MİSAFİRLİĞE GİTTİ, GÖZALTINDA KAYBEDİLDİ: Şirin nişan için Kocaeli’nden eve geldi. 2 Kasım 1996 tarihinde köyde yaşayan amcasını ziyaret etmek için yola çıktı. Hava kararınca, devam eden operasyonlar nedeniyle tehlikeli olur diye yola devam etmedi. Geceyi geçirip sabah yola devam etmek üzere akrabaları olan Ramazan Tekin’in Kulp’un Demirci köyündeki evine gitti. 2 Kasım 1996 gecesi 65 yaşındaki Ramazan Tekin’in evi askerler ve korucular tarafından basıldı. 65 yaşındaki Ramazan Tekin ile evde misafir olan Mehmet Şirin Bayram gözaltına alındı. Gözaltına alınanların Kulp İlçe Jandarma Karakolu’na götürüldüğü ve beş gün karakolda tutulduğu bilgisi ailelerine ulaşsa da, başvurdukları karakoldan “Biz almadık, bizde yok” cevabı verildi.

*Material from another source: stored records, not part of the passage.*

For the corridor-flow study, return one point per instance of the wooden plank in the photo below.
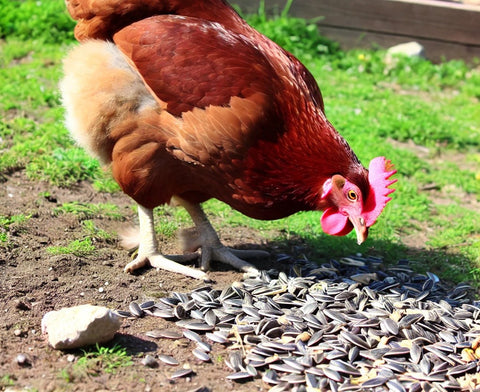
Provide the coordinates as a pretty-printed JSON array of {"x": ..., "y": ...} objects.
[
  {"x": 436, "y": 51},
  {"x": 447, "y": 30},
  {"x": 436, "y": 20}
]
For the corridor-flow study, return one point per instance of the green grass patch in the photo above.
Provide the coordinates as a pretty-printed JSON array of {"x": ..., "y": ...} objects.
[
  {"x": 90, "y": 210},
  {"x": 106, "y": 359},
  {"x": 97, "y": 234},
  {"x": 96, "y": 361},
  {"x": 79, "y": 248}
]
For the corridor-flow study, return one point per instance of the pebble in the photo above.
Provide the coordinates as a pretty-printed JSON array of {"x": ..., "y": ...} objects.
[
  {"x": 80, "y": 326},
  {"x": 23, "y": 360},
  {"x": 149, "y": 361}
]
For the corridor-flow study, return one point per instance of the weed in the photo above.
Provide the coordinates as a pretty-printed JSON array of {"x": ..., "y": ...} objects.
[
  {"x": 106, "y": 359},
  {"x": 94, "y": 232},
  {"x": 89, "y": 210},
  {"x": 77, "y": 247}
]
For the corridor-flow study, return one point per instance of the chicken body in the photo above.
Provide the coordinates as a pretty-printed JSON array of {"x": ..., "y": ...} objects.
[{"x": 192, "y": 106}]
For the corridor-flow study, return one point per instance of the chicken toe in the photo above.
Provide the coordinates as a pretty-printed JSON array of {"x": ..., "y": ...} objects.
[
  {"x": 148, "y": 254},
  {"x": 156, "y": 260}
]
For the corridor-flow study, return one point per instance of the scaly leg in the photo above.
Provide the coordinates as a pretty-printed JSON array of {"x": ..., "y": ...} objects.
[
  {"x": 148, "y": 251},
  {"x": 212, "y": 248}
]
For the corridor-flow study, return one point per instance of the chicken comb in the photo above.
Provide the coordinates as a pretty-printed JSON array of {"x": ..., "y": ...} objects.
[{"x": 379, "y": 172}]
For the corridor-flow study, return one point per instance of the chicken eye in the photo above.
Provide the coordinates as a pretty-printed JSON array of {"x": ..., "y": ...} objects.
[{"x": 352, "y": 195}]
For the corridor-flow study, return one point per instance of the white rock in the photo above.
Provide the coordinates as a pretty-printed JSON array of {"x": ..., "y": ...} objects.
[
  {"x": 80, "y": 326},
  {"x": 410, "y": 49}
]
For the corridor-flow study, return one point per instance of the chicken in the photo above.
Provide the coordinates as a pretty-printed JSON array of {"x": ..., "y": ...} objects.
[{"x": 187, "y": 102}]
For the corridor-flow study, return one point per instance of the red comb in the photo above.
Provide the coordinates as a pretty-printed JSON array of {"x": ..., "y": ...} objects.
[{"x": 379, "y": 172}]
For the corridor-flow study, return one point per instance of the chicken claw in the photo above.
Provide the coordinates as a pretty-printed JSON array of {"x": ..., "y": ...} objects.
[
  {"x": 205, "y": 238},
  {"x": 168, "y": 263},
  {"x": 148, "y": 251}
]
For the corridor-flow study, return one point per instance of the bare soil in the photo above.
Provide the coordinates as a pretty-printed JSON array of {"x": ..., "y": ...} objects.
[{"x": 32, "y": 282}]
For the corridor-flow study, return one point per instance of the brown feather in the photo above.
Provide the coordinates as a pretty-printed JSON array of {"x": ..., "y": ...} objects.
[{"x": 200, "y": 106}]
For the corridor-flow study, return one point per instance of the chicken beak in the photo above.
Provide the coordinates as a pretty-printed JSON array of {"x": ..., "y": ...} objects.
[{"x": 360, "y": 228}]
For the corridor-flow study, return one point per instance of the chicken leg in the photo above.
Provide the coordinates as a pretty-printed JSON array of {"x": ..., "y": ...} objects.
[
  {"x": 207, "y": 240},
  {"x": 212, "y": 248},
  {"x": 148, "y": 253}
]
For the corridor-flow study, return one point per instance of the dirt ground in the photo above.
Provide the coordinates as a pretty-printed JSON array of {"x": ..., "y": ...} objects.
[{"x": 32, "y": 282}]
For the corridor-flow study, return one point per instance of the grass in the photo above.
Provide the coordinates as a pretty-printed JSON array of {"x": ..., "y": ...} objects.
[
  {"x": 96, "y": 361},
  {"x": 90, "y": 210},
  {"x": 77, "y": 248},
  {"x": 422, "y": 116}
]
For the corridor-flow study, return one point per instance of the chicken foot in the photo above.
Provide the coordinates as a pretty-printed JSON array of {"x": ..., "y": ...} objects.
[
  {"x": 148, "y": 253},
  {"x": 211, "y": 248}
]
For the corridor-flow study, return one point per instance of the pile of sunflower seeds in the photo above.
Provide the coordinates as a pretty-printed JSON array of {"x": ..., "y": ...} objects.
[{"x": 346, "y": 325}]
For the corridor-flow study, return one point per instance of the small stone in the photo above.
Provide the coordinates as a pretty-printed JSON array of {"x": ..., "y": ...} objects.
[
  {"x": 23, "y": 305},
  {"x": 80, "y": 326},
  {"x": 409, "y": 49},
  {"x": 149, "y": 361},
  {"x": 23, "y": 360}
]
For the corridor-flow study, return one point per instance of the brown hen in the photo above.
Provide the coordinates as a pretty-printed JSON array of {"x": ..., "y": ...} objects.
[{"x": 187, "y": 101}]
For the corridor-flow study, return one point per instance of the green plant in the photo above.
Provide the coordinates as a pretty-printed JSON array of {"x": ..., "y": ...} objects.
[
  {"x": 46, "y": 21},
  {"x": 90, "y": 210},
  {"x": 106, "y": 359},
  {"x": 297, "y": 35},
  {"x": 77, "y": 247},
  {"x": 6, "y": 222},
  {"x": 94, "y": 232}
]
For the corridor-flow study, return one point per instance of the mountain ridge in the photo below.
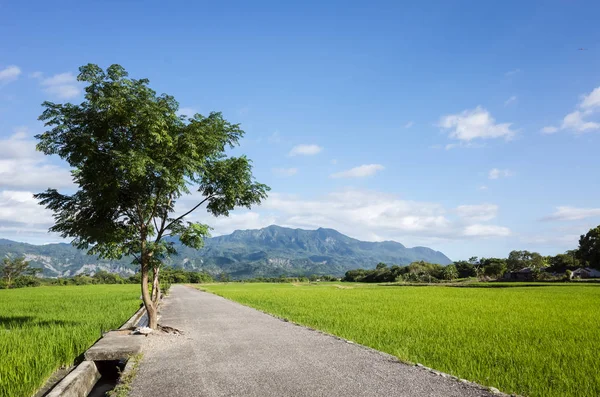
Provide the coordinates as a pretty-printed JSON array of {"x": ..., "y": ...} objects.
[{"x": 271, "y": 251}]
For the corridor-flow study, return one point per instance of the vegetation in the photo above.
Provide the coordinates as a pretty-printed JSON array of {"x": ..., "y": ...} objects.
[
  {"x": 535, "y": 341},
  {"x": 269, "y": 252},
  {"x": 42, "y": 329},
  {"x": 589, "y": 248},
  {"x": 133, "y": 157},
  {"x": 16, "y": 270},
  {"x": 169, "y": 276}
]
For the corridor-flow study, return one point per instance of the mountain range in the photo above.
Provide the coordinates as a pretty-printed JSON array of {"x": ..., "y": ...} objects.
[{"x": 268, "y": 252}]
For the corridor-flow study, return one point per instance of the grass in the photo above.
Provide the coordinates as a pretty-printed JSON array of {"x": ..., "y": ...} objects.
[
  {"x": 535, "y": 341},
  {"x": 42, "y": 329}
]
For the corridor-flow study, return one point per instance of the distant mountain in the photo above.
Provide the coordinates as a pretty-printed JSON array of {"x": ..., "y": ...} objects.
[{"x": 271, "y": 251}]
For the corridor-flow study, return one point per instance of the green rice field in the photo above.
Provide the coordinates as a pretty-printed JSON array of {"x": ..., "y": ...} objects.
[
  {"x": 44, "y": 328},
  {"x": 532, "y": 340}
]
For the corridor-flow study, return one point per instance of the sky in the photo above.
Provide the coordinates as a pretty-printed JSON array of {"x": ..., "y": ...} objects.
[{"x": 469, "y": 127}]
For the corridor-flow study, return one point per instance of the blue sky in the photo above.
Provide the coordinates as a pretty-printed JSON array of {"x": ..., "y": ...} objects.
[{"x": 469, "y": 127}]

AİLEYE BASKI YAPILDI: Aile, tanıdığı koruculardan bilgi istedi. Ertesi gün M.B isimli korucu Mehmet Şirin Bayram’ı gözleri bağlı biçimde Kulp Jandarma İlçe Karakolunda gördüğünü ve kendisiyle konuştuğunu söyledi. Ancak karakola çağrılan korucu, şiddet görüp tehdit edilince tanıklığını geri çekti. Aileler savcılığa başvurdu. Hazal Tekin, evlerine yapılan baskında eşini ve misafirleri Mehmet Şirin’i gözaltına alanların içinde iki korucuyu tanıdığını, isimlerinin Fettah ve Cumali olduğunu söyledi. Kayıplarına ulaşmak için resmi makamlara başvuran aileler 'Askeriyeyi şikayet ediyorsunuz' diye ağır baskı ve tehditle karşılaştı. Diğer gözaltında kaybetmelerde olduğu gibi etkin soruşturma yürütülmedi. Ramazan Tekin ve Mehmet Şirin Bayram’dan bir daha haber alınamadı; akıbetleri karanlıkta, failleri cezasız bırakıldı.

SAVCILARI GÖREVE ÇAĞIRIYORUZ: 28 yıldır Bayram ve Tekin Aileleri sevdiklerinin akıbetini öğrenememenin acısıyla yaşıyor. 28 yıldır annesi, babası, kardeşleri Mehmet Şirin’i arıyor. 28 yıldır nişanlısı 'Ölü ya da diri bir haber alıncaya kadar Şirin’i bekleyeceğim' diyor. Gözaltında kaybetme süresiz biçimde soruşturmaya açık bir suçtur, zaman aşımına tabi değildir. Hemen şimdi bu hukuksuzluğa son verecek, Mehmet Şirin Bayram ve Ramazan Tekin’in akıbetlerini açığa çıkartacak ve ceza adaletini sağlayacak etkinlikte bir soruşturma başlatılması için savcıları göreve çağırıyoruz. Kaç yıl geçerse geçsin; Ramazan Tekin, Mehmet Şirin Bayram ve tüm kayıplarımız için adalet istemekten, devletin evrensel hukuk normları içinde hareket etmek zorunda olduğunu hatırlatmaktan vazgeçmeyeceğiz.